In the Colomb case, a wrongful prosecution was thwarted by a principled federal judge named Tucker Melancon.  On Tuesday morning, Judge Leon Holmes has an opportunity to show his shine. 

During his eight years in office, George W. Bush appointed 326 federal judges. In this week’s edition of Rollingstone, Judge Holmes is given the distinction of being one of Mr. Bush’s six most dangerous appointments.  Is this a fair assessment?  Holmes’ ruling in the Alvin Clay case should give us our answer.

5 thoughts on “Another jaw-dropper from the Alvin Clay case

  1. Why would an atorney let someone else use his contractor liesence. Isn’t that illegal and unethical. Especially if the person he alowed to misrepresent him was so incompetant? Don’t know anything about the story. It sounds like BOTH sides STINK!

  2. As a side thought, Is there anything done legal and moral in Arkansas? President Clinton and Gov Huckabee are some shining examples! LOL!

  3. Few attorneys have a contractor’s license, so this isn’t a typical scenario. But, no, there was nothing improper about Clay allowing McCuien to work under his supervision. Clay’s mistake was in failing to check up on the man he was, technically, hiring to do the work. My guess is that few major contractors have a good idea what their subcontractors are up to. Clay simply didn’t have time to check up on McCuien. Like the banks and the title companies who signed off on the McCuien-Nealy scam, Clay was overly trustful. That’s just one reason why I have compared this case to the infamous Madoff Ponzi scheme: (https://friendsofjustice.wordpress.com/2008/12/18/clay-madoff-and-the-will-to-believe/)
    Clay’s didn’t check up on McCuien’s business for the same reason the FBI and the US Attorney’s office didn’t ask enough questions about their star witness. In each case, McCuien has been given the benefit of the doubt because people benefited from believing him. Alvin Clay is more than willing to admit that he placed unwarranted trust in McCuien; now we will see if the FBI and the US Attorney’s Office will make a similar admission.

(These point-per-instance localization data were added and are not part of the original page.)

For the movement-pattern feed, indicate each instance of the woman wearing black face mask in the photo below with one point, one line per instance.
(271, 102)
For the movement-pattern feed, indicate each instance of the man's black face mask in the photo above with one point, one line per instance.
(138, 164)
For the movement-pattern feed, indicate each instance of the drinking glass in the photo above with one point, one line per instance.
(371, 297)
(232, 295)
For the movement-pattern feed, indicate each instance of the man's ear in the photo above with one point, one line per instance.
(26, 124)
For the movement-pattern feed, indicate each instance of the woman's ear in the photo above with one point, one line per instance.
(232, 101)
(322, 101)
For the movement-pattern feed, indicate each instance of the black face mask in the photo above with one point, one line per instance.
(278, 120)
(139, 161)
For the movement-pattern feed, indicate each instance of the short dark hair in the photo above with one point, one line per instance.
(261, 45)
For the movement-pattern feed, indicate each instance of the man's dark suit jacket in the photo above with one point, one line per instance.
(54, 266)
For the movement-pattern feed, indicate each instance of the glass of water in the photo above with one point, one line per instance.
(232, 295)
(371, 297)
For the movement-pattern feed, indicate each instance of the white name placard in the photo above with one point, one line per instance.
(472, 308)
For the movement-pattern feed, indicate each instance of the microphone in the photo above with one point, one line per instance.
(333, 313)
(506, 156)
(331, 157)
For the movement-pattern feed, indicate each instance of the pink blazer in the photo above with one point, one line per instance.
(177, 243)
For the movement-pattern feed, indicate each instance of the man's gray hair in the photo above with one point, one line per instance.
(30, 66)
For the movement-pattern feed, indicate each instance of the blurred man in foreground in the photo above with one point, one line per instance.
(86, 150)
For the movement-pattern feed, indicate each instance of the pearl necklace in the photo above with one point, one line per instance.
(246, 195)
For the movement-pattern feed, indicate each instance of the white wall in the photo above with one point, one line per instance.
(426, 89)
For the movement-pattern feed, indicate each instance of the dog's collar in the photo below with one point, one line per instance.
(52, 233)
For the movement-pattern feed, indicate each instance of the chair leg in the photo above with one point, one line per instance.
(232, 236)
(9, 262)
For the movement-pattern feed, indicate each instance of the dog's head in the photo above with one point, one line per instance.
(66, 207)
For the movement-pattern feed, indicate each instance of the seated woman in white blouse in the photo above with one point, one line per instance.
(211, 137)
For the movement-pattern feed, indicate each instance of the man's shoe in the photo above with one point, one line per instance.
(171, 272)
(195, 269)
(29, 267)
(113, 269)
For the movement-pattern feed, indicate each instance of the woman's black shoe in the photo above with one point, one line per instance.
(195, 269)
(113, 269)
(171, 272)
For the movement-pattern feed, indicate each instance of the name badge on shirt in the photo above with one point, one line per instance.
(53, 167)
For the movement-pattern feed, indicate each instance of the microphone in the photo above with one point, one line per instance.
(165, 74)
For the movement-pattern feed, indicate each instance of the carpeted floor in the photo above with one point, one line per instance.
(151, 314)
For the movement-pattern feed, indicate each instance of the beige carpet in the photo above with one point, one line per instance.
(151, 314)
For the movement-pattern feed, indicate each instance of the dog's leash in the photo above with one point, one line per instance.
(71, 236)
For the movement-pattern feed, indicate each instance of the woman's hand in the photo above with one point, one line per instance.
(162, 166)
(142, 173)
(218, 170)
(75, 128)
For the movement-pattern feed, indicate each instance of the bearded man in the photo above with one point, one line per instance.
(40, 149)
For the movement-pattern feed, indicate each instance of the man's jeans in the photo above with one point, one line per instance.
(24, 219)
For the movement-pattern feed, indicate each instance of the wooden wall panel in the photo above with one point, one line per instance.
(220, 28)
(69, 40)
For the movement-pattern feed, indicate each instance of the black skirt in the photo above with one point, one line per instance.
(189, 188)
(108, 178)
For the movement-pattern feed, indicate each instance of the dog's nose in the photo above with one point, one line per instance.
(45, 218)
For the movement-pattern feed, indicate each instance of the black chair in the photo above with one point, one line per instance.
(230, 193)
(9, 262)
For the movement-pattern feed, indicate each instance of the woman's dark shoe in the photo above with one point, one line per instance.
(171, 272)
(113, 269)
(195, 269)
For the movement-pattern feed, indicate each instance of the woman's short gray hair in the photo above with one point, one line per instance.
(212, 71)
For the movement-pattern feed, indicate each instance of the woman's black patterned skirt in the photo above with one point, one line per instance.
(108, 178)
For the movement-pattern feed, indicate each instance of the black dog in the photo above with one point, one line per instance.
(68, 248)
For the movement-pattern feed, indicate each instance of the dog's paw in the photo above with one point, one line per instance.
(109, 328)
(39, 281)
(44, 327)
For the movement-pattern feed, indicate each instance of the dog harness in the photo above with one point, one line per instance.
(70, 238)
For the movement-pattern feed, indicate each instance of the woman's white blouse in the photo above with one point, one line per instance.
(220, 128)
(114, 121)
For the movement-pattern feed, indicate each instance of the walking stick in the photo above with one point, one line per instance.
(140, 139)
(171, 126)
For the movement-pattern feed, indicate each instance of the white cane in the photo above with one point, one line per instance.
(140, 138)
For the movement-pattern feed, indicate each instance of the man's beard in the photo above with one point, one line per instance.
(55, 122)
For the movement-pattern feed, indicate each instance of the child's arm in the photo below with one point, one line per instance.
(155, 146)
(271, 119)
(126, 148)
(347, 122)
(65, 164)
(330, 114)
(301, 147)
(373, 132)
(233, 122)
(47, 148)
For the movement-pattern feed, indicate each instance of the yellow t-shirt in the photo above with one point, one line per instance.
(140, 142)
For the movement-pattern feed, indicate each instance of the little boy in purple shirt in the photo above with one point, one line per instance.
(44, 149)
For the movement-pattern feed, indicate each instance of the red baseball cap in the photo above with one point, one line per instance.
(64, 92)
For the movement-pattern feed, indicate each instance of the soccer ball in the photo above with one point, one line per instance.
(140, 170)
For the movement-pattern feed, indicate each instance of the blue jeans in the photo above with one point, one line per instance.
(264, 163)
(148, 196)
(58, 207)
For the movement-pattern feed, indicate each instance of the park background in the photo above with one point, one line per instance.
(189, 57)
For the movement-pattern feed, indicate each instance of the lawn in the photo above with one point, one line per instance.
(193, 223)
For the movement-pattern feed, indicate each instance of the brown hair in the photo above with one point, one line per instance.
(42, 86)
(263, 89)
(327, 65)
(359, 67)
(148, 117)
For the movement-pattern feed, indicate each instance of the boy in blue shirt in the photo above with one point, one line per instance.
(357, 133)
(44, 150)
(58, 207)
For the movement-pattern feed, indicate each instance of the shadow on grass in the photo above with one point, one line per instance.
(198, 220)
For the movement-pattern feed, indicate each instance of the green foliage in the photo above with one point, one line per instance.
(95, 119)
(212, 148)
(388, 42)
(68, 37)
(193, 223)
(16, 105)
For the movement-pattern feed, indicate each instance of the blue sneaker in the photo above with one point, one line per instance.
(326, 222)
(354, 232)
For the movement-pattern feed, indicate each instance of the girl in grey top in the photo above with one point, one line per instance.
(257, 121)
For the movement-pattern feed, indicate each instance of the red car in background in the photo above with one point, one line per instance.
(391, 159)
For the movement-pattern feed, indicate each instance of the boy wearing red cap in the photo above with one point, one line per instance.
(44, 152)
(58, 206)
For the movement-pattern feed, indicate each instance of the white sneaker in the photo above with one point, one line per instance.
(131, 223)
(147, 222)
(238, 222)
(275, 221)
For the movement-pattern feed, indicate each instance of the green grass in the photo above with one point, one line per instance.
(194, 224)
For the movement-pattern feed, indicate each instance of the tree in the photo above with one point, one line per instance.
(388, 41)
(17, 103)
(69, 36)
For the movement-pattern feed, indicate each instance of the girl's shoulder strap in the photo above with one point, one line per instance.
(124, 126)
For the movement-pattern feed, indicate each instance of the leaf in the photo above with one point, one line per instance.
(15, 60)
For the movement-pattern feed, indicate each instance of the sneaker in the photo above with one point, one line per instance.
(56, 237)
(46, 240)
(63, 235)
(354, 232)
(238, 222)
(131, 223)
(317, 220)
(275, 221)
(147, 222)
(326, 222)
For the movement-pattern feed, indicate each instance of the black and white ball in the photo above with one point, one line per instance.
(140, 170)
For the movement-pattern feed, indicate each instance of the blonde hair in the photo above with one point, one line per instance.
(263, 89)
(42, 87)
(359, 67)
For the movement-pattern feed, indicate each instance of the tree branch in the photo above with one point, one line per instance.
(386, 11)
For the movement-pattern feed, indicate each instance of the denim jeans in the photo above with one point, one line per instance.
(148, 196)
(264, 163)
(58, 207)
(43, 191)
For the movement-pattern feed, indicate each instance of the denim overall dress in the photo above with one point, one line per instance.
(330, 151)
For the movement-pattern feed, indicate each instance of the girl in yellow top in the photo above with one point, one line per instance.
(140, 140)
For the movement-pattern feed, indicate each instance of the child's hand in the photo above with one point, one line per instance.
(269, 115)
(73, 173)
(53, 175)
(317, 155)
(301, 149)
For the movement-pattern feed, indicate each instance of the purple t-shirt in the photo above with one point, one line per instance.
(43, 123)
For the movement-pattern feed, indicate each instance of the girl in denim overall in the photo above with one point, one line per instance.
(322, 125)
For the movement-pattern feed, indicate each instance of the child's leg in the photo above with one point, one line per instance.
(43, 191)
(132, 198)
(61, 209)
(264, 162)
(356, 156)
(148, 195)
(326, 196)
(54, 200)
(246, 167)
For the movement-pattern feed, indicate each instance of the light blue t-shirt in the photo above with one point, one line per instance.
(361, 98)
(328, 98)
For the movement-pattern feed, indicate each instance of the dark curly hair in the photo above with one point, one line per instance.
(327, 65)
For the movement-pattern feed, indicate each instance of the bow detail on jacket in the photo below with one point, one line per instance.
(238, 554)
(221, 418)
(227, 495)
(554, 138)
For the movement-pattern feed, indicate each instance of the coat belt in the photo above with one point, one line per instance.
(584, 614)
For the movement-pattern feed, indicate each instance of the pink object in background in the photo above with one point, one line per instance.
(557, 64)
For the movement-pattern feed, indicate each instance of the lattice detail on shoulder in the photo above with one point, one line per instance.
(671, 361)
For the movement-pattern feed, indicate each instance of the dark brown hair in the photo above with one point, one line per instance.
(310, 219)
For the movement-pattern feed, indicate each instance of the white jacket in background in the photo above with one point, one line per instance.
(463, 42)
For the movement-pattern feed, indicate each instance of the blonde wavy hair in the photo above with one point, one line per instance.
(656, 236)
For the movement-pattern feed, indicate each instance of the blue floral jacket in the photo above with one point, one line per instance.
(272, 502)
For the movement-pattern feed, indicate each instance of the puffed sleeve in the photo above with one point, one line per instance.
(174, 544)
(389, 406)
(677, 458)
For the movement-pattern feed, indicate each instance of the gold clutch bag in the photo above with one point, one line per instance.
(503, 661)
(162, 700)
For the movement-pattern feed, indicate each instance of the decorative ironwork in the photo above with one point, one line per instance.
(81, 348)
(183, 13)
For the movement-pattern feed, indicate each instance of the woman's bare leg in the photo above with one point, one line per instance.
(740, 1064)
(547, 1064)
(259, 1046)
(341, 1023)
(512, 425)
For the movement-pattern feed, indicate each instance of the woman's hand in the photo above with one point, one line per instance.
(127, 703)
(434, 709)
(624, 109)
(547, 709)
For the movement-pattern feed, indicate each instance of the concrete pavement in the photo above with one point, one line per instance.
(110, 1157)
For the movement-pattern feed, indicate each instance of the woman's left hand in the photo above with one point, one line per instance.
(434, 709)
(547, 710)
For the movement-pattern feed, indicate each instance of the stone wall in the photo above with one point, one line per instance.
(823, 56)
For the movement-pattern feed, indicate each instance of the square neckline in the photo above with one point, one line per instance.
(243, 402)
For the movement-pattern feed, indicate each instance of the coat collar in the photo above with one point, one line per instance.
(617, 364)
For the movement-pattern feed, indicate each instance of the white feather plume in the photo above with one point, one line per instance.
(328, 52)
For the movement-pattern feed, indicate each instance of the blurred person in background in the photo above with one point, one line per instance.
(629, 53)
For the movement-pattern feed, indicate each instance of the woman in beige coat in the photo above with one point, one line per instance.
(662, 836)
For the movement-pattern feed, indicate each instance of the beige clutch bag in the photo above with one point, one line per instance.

  4. Arkansas politics are notoriously corrupt and no one can rise in this political environment without taint. At least in the area of criminal justice, Mike Huckabee is an improvement over Bill Clinton. The former Republican governor turned talk show host has been criticized for pardoning too many people, and he may have gone a bit overboard in some cases. But Huckabee was uncomfortable about the trend toward mass incarceration and tried to do something about it. The majority of pardons issued in southern states in the past decade flowed from Huckabee’s pen. Were it not for the rash of pardons resulting from the ill-famed Tulia drug sting (the case that brought Friends of Justice to life) old Mike’s pardon pen would be even more striking. Garrick Feldman (who shares my concern over the Alvin Clay case) has taken Huckabee to task for his freewheeling way with the pardon pen: http://www.arkansasleader.com/frontstories/st_08_11_04/huckabee8.html

  5. Alan, I’m glad you are for incarcerating the guilty. Not all are innocent. Perhaps we can work at putting some of the major crinimal CEOs, financial scammers, their lawyers and accountants in Sheriff Joe’s Chain Gangs and sieze their assets. They truely are destroying America. Good night, it’s 2330 were I’m at and I got to get up at 0530. Bed time for Bonzo!